International surveys find HPV-negativity in up to 30% of cervical adenocarcinomas. We investigated the pathological diagnosis by expert consensus with immunohistochemistry and the presence of somatic mutations in recognised tumour genes in HPV-positive and negative cervical adenocarcinomas (CADC). A sample was selected of 45 paraffin-embedded cervical blocks diagnosed locally as usual cervical adenocarcinoma from a global study. These represented different diagnoses made at previous diagnostic review and HPV status. All were suitable for analysis for somatic tumour associated gene mutations. Three pathologists examined H/E slides and immunohistochemistry for p16, progesterone receptor and p53 and classified the cases. L1 genes from high-risk HPVs and low-risk HPVs were analysed by SPF10 PCR-DEIA-LiPA25 version 1 in whole tissue sections and microdissected tumour and retested by PCR for E6/E7 genes of hrHPVs if negative. Cases were analysed for microsatellite instability and next-generation sequencing mutation analysis. From the 45 cases, 20 cases of usual CADC were confirmed of which 17 (85%) were HPV-positive in tumour cells. The other 25 cases were reclassified as endometrial, serous, clear-cell and gastric-type adenocarcinomas and all were HPV-negative in tumour cells.
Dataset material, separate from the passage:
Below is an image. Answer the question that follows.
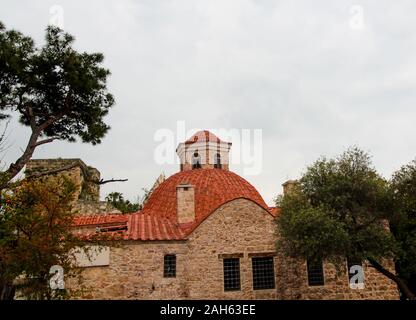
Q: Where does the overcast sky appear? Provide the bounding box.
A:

Careful retesting for HPV DNA and IHC leads to more accurate identification of HPV-positive usual cervical adenocarcinomas. Endometrioid endometrial adenocarcinomas, other uterine adenocarcinoma with multiple somatic mutations were important in misclassification of HPV-negative cases locally managed as cervical adenocarcinoma, as was gastric-type adenocarcinoma with germline STK11 mutation in East Asia. Few consensuses confirmed HPV-negative usual cervical adenocarcinomas showed somatic tumorigenic mutations also seen in some HPV-positive usual CADC.